Crude oil futures finished higher on 28 February, and logged significant gains last month, as upbeat US economic data and extreme US weather all through February supported the demand for oil and oil products.
April US crude oil contract inched up 19 cents, or 0.2%, to finish at $102.59 a barrel on 28 February.
US oil futures shot up 5.2% in February, FactSet data showed.
April Brent crude oil contract inched up 11 cents, or 0.1%, to finish at $109.07 a barrel on 28 February.
Brent futures jumped nearly 3% in February.
Data released on 28 February showed that US consumer sentiment rose marginally in February amid harsh weather. Meanwhile, data also showed that the Chicago PMI rose by a fraction last month.
Together, the two sets of data counteracted downbeat US GDP data. The world's leading economy expanded at an annual rate of 2.4% in the fourth quarter of 2013, down from a previous estimate of 3.2%.
Concerns about global economic growth have restrained oil price movements in recent trading sessions, but that has been balanced against rising geopolitical tensions about Ukraine.
"For now, oil markets are reacting more to the prospects for slowing economic growth in China and lower crude throughput at US refineries" than to a survey finding that output from the Organization of the Petroleum Exporting Countries dropped in February, and to continued unrest in Ukraine, Addison Armstrong, senior director of market research at US-based Tradition Energy told MarketWatch.

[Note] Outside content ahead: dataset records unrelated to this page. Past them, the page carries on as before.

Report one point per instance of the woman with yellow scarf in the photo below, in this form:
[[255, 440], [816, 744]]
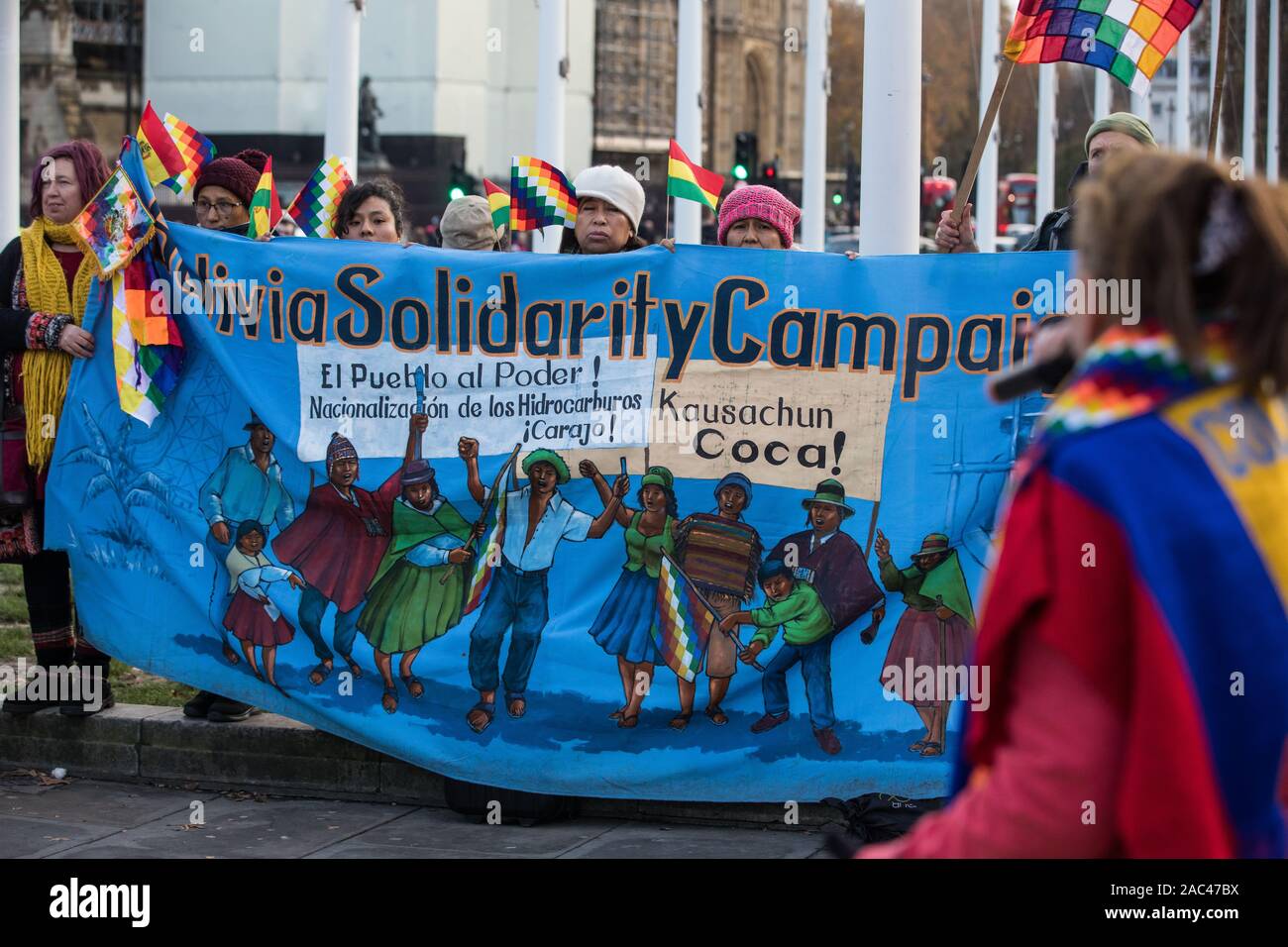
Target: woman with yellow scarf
[[46, 274]]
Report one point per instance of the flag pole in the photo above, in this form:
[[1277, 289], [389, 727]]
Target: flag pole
[[986, 131], [1219, 85]]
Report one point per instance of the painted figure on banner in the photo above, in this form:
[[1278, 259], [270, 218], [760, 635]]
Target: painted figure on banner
[[254, 618], [537, 519], [720, 553], [625, 621], [832, 562], [934, 635], [417, 591], [795, 605], [338, 544], [245, 487]]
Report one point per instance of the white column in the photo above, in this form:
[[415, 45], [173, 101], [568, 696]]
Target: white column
[[890, 202], [11, 187], [342, 84], [1273, 157], [1047, 86], [1215, 26], [1181, 140], [1249, 91], [814, 176], [552, 101], [688, 111], [1104, 97]]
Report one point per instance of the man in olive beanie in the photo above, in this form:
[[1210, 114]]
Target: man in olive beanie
[[1109, 136]]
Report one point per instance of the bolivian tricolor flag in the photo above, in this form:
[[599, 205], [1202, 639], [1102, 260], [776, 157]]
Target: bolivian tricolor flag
[[266, 210], [690, 182]]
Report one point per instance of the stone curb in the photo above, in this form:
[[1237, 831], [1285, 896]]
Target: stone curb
[[281, 757]]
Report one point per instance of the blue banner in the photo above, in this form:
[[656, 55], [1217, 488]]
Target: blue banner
[[399, 464]]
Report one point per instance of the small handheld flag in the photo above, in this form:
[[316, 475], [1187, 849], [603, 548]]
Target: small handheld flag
[[160, 155], [540, 195], [498, 202], [265, 208], [147, 348], [317, 204], [691, 182], [1127, 39], [194, 149]]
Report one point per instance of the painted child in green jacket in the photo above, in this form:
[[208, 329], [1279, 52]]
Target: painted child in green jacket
[[807, 633]]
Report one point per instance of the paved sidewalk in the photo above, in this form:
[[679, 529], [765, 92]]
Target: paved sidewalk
[[86, 818]]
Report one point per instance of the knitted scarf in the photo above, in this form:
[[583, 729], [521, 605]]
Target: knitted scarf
[[46, 372]]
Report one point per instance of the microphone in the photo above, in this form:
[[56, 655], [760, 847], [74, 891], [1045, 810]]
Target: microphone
[[1030, 376]]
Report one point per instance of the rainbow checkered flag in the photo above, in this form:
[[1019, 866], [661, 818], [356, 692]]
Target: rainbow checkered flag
[[147, 348], [684, 621], [318, 201], [1127, 39], [489, 552], [540, 195]]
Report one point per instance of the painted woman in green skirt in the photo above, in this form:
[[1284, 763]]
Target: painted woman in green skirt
[[410, 602]]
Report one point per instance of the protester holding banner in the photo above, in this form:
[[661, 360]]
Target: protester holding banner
[[222, 196], [758, 218], [373, 210], [609, 206], [46, 278], [1121, 132], [625, 622], [224, 189], [1144, 574], [468, 224], [537, 519]]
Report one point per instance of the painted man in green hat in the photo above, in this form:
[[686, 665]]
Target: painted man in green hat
[[536, 521], [832, 562], [935, 631]]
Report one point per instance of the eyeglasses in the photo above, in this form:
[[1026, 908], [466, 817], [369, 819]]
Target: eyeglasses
[[223, 208]]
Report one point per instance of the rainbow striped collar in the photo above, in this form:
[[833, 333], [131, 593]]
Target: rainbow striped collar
[[1132, 371]]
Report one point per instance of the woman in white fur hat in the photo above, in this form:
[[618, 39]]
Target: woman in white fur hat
[[609, 206]]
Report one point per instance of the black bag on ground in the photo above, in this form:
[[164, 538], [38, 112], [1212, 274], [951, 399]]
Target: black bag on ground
[[515, 805], [880, 817]]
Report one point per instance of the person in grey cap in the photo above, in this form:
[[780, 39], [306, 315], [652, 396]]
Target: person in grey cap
[[467, 224], [1111, 136]]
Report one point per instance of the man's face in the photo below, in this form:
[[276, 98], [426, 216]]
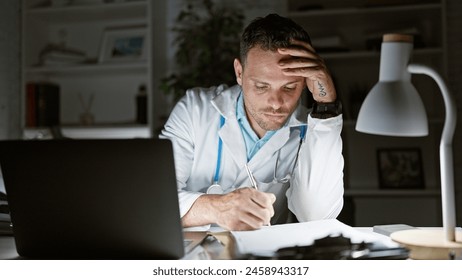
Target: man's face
[[270, 96]]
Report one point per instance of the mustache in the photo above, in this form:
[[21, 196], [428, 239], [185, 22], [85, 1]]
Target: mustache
[[273, 111]]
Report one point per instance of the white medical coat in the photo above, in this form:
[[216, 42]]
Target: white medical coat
[[315, 189]]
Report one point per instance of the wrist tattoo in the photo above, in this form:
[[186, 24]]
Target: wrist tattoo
[[322, 91]]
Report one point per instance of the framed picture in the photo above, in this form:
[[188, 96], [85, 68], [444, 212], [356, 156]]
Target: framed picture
[[400, 168], [123, 45]]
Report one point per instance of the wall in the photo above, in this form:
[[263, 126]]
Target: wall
[[454, 36], [9, 68]]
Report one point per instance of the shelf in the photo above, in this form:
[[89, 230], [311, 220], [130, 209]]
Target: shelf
[[352, 123], [97, 131], [363, 11], [106, 68], [116, 11], [391, 193]]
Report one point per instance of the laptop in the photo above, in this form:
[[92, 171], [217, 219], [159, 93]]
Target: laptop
[[93, 199]]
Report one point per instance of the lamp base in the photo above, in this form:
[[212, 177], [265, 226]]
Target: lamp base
[[429, 244]]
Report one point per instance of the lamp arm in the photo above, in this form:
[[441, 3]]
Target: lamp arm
[[446, 156]]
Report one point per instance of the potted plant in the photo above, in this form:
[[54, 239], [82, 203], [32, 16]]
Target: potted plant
[[207, 41]]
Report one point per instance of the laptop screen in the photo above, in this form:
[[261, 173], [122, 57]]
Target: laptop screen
[[93, 199]]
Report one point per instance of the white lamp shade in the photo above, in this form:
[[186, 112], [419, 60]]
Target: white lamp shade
[[393, 109]]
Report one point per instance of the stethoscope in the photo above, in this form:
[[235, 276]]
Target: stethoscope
[[216, 188]]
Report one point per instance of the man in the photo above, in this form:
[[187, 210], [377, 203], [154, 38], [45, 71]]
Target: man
[[295, 157]]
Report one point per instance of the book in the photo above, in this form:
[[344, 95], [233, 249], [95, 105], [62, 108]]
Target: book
[[42, 104]]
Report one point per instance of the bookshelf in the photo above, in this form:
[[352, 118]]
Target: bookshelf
[[108, 80]]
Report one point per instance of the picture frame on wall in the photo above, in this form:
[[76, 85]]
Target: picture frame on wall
[[123, 45], [400, 168]]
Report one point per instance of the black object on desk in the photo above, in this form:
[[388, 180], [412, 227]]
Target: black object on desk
[[337, 248]]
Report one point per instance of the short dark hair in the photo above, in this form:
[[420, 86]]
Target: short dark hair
[[270, 33]]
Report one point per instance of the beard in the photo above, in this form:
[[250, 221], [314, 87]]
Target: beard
[[270, 119]]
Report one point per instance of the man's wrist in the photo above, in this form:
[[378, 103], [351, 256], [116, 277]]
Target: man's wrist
[[326, 110]]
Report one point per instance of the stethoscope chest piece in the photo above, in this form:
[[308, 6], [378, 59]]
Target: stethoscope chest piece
[[215, 189]]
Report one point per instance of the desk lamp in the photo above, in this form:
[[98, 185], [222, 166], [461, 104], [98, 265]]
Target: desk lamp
[[394, 108]]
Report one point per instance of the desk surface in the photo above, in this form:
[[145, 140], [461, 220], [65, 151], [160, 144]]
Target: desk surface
[[219, 248]]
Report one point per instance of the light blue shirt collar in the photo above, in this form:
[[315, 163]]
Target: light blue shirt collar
[[252, 143]]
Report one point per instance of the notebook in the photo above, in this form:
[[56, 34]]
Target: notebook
[[93, 199]]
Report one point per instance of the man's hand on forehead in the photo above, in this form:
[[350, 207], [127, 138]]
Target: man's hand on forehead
[[303, 61]]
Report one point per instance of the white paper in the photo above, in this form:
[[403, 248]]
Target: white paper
[[268, 240]]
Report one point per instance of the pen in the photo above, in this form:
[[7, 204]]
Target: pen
[[253, 182]]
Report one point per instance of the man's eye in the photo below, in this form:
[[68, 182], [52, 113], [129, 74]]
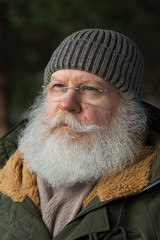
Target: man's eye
[[57, 86], [91, 89]]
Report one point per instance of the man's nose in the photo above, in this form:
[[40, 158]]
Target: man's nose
[[71, 101]]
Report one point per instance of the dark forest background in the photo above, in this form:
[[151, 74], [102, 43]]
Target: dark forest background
[[31, 30]]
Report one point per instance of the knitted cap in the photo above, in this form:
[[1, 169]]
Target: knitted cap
[[107, 54]]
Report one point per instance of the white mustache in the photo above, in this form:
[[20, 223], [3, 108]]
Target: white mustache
[[70, 120]]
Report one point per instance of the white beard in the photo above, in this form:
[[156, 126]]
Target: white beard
[[85, 152]]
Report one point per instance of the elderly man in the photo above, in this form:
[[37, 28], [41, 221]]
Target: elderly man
[[85, 164]]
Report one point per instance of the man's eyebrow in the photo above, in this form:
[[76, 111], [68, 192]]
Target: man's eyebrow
[[57, 79]]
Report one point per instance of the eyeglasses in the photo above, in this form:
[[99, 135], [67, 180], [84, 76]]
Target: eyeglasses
[[86, 94]]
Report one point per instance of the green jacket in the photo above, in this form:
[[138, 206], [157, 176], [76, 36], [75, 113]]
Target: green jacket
[[135, 216]]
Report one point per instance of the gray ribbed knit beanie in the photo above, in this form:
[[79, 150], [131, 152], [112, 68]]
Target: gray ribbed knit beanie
[[107, 54]]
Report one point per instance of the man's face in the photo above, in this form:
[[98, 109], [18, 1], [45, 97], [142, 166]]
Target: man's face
[[92, 112]]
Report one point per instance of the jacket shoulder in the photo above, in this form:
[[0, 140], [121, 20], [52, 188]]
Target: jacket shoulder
[[8, 143]]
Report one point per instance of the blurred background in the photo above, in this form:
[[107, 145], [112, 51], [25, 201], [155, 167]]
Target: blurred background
[[31, 30]]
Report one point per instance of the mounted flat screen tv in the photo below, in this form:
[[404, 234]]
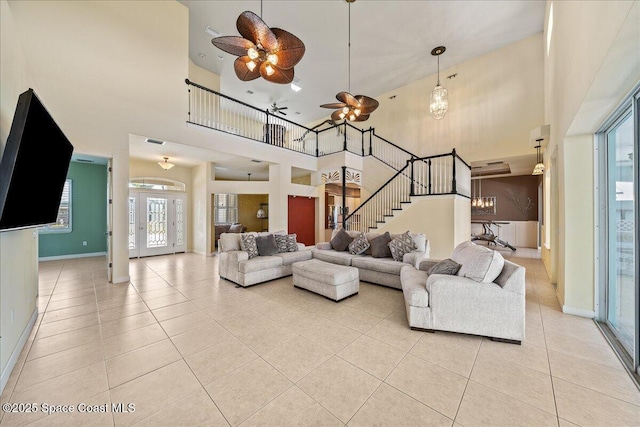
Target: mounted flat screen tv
[[34, 167]]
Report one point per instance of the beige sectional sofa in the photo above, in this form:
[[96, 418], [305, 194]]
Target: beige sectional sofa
[[381, 271], [485, 297], [236, 266]]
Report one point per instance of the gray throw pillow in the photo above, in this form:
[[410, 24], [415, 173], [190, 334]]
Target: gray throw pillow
[[359, 244], [380, 246], [401, 245], [248, 244], [341, 240], [266, 245], [446, 266], [236, 228]]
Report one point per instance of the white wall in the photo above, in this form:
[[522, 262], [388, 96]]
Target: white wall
[[494, 102], [593, 61], [445, 220], [18, 249]]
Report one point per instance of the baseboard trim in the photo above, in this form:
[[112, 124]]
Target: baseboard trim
[[578, 311], [71, 256], [13, 359]]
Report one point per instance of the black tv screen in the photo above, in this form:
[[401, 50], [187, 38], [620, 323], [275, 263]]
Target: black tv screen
[[34, 167]]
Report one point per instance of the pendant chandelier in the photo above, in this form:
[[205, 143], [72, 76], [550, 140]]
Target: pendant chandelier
[[539, 168], [477, 201], [270, 53], [439, 102], [353, 108]]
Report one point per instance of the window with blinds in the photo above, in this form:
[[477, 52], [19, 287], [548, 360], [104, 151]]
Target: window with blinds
[[63, 222], [226, 208]]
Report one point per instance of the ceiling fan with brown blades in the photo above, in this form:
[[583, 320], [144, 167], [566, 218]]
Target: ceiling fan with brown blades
[[353, 108], [270, 53]]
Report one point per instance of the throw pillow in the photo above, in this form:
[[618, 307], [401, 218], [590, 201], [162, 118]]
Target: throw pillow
[[248, 244], [401, 245], [266, 245], [237, 228], [292, 242], [286, 243], [380, 246], [341, 240], [359, 244], [447, 266]]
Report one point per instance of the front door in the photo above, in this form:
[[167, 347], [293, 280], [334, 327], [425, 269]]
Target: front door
[[157, 223]]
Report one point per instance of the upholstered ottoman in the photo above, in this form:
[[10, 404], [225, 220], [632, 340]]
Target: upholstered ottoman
[[333, 281]]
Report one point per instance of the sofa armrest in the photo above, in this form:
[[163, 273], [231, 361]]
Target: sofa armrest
[[323, 245], [427, 263]]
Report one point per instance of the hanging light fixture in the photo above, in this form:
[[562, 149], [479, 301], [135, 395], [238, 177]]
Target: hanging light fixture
[[166, 165], [439, 102], [353, 108], [539, 168], [270, 53]]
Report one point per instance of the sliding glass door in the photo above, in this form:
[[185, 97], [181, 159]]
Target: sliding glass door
[[621, 231], [620, 287]]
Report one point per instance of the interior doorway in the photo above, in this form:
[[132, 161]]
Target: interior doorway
[[157, 223]]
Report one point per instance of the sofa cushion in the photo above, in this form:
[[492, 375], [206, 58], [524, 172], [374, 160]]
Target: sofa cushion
[[401, 245], [248, 244], [229, 242], [380, 246], [266, 245], [340, 242], [381, 265], [446, 266], [289, 258], [359, 244], [414, 286], [479, 263], [334, 257], [259, 263]]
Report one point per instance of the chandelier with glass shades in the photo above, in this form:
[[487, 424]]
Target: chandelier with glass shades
[[438, 102], [539, 168], [477, 201]]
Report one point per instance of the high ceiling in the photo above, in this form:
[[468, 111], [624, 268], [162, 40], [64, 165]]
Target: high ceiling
[[391, 43]]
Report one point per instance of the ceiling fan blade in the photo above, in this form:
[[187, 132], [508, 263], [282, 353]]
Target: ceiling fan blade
[[233, 44], [278, 76], [252, 27], [361, 118], [334, 105], [290, 48], [347, 98], [243, 72], [367, 104], [335, 116]]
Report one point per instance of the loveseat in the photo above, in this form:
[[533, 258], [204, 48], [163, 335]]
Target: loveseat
[[247, 268], [476, 291], [375, 265]]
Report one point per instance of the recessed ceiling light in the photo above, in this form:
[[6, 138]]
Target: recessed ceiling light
[[213, 33], [154, 141]]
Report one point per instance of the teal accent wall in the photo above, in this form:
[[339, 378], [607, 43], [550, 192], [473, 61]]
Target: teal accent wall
[[88, 214]]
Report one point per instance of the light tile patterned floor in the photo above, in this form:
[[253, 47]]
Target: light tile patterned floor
[[187, 348]]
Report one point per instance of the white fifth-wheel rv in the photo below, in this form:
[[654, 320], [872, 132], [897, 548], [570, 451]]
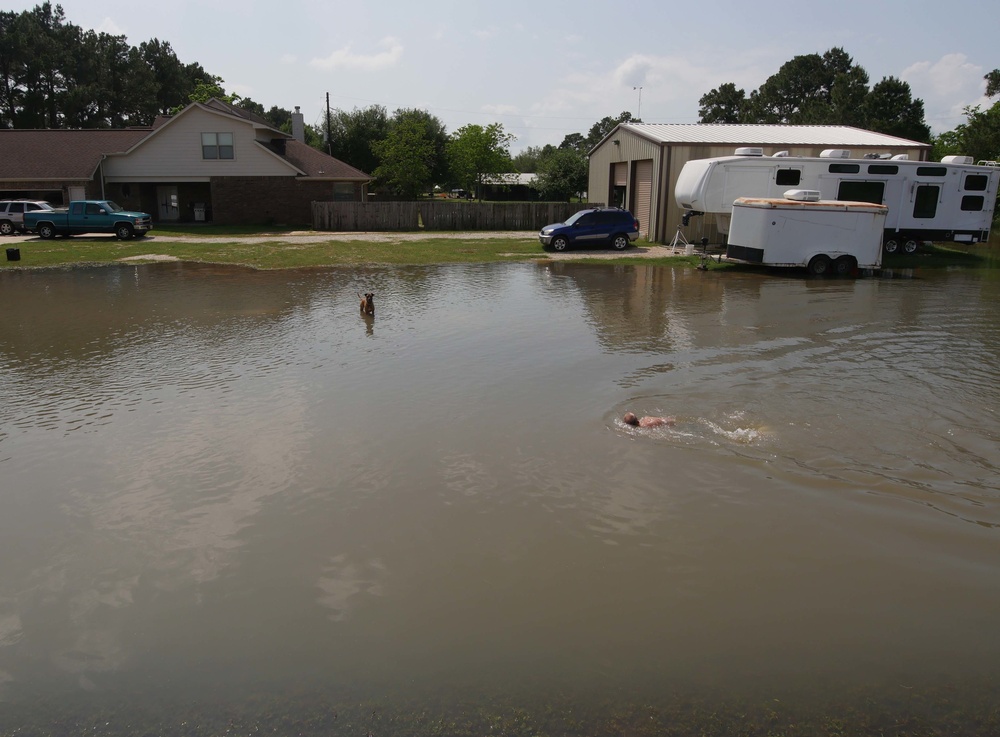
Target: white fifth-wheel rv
[[927, 201]]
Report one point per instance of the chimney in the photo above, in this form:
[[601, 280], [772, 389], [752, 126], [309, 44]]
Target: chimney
[[298, 126]]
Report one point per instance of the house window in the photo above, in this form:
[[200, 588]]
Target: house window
[[972, 203], [217, 145], [976, 182]]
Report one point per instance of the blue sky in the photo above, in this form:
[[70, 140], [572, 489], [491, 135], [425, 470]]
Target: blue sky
[[545, 69]]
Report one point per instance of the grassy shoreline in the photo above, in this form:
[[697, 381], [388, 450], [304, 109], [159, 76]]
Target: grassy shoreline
[[284, 249]]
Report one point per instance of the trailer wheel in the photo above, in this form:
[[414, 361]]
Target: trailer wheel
[[819, 265], [844, 266]]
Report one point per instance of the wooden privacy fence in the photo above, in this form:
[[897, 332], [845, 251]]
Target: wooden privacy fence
[[431, 215]]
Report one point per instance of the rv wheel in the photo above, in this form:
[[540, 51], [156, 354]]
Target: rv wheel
[[844, 266], [819, 265]]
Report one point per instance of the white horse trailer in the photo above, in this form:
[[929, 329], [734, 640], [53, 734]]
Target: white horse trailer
[[948, 201], [800, 229]]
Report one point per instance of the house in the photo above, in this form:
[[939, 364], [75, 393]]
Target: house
[[637, 164], [211, 161]]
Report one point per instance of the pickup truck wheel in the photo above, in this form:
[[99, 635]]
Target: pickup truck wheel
[[819, 265]]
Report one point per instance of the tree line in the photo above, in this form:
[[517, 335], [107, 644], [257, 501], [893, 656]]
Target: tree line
[[54, 74]]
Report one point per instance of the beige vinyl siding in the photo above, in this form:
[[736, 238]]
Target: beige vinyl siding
[[643, 191], [174, 152], [668, 158]]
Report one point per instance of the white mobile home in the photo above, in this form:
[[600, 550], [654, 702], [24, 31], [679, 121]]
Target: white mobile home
[[948, 201], [636, 165], [800, 229]]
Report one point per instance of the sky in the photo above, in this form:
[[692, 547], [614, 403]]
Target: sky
[[545, 69]]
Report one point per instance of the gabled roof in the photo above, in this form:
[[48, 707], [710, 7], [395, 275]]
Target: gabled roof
[[30, 154], [316, 164], [763, 135]]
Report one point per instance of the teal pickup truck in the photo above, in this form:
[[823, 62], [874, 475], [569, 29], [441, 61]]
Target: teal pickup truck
[[88, 216]]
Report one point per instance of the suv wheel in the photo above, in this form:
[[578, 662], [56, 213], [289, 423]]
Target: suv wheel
[[620, 242]]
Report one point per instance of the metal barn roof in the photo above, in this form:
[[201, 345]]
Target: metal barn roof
[[766, 135]]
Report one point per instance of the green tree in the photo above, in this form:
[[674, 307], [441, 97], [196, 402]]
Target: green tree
[[575, 141], [476, 152], [604, 126], [172, 81], [562, 174], [890, 108], [527, 161], [352, 133]]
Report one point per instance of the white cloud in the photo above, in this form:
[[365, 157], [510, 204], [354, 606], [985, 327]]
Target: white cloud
[[946, 86], [501, 109], [345, 58]]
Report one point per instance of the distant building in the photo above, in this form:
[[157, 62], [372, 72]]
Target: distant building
[[636, 165], [509, 187]]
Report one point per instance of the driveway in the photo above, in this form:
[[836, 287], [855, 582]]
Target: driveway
[[646, 250]]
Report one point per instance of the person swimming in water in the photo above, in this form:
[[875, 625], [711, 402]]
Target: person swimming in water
[[631, 419]]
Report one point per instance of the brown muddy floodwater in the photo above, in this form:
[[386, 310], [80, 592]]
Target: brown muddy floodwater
[[225, 484]]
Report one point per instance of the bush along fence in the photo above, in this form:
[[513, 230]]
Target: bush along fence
[[431, 215]]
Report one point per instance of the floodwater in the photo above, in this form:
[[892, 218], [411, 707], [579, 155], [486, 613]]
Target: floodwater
[[218, 482]]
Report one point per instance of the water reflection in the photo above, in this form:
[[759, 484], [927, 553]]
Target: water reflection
[[218, 476]]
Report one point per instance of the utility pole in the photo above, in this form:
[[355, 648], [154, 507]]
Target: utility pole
[[329, 128]]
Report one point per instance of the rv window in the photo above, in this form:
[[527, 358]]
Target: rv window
[[883, 169], [972, 203], [925, 204], [787, 177], [976, 182], [861, 191]]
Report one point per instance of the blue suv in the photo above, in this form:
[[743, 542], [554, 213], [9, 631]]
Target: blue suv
[[603, 225]]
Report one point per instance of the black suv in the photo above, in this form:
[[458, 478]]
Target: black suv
[[603, 225]]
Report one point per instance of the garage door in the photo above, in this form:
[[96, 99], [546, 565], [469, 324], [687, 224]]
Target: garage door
[[643, 194]]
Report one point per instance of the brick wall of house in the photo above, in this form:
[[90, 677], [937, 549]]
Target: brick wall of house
[[268, 200]]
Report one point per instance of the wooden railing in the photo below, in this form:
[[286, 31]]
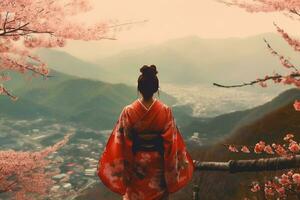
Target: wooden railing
[[255, 165]]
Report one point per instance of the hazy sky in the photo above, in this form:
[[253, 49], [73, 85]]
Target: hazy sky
[[168, 19]]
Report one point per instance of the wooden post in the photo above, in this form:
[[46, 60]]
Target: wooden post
[[255, 165], [196, 191]]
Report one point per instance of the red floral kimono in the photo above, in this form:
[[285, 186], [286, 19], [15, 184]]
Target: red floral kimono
[[145, 175]]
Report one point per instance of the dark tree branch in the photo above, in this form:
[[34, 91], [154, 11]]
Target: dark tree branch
[[288, 63], [256, 165], [294, 11], [275, 77]]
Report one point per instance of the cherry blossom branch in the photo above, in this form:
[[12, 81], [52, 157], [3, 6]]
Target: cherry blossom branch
[[259, 80], [285, 62], [294, 11], [255, 165]]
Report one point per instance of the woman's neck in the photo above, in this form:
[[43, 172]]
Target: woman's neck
[[147, 102]]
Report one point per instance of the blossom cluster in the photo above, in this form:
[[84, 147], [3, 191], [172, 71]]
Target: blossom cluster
[[289, 148], [265, 5], [23, 173], [279, 187], [29, 24]]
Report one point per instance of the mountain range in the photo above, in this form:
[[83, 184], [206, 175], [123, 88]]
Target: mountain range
[[91, 103], [186, 60], [268, 122]]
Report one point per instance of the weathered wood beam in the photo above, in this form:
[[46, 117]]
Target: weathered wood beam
[[255, 165]]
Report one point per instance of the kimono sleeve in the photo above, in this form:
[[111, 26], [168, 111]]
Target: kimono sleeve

Commerzbank Corporates & Markets said in a 28 February note to clients: "Brent slipped below $109 per barrel [on 27 February] and is also trading at this lower level this morning. We believe that Brent will continue to fall further towards the middle of the trading corridor of $100-110 per barrel over the next few weeks. This is suggested by the plentiful supply, the imminent end to the winter in the northern hemisphere and reduced crude oil processing by refineries while maintenance work is carried out. According to a Bloomberg survey, OPEC left its oil production virtually unchanged at 29.9 million barrels per day in February.
"Production cuts in Libya, Saudi Arabia and the United Arab Emirates were offset by increased oil production in Angola and Nigeria. OPEC is thus continuing to produce somewhat more than the annual average call on OPEC, which the International Energy Agency estimates as being 29.6 million barrels per day. Figures for seaborne OPEC shipments, as provided by the consultant firm Oil Movements, also point to an ample supply situation. In the four weeks to 15 March, they look set to climb by 430,000 to 24.38 million barrels per day."
"According to Oil Movements, the lion's share is set to be shipped to China, which indicates that oil demand there is still robust. According to the US Energy Information Administration (EIA), US oil production in 2013 grew by nearly 1 million barrels per day to 7.46 million barrels per day. This was the sharpest annual increase of all time, not to mention the highest production level since 1989. A similarly marked increase in production can also be expected for this year," the German bank added.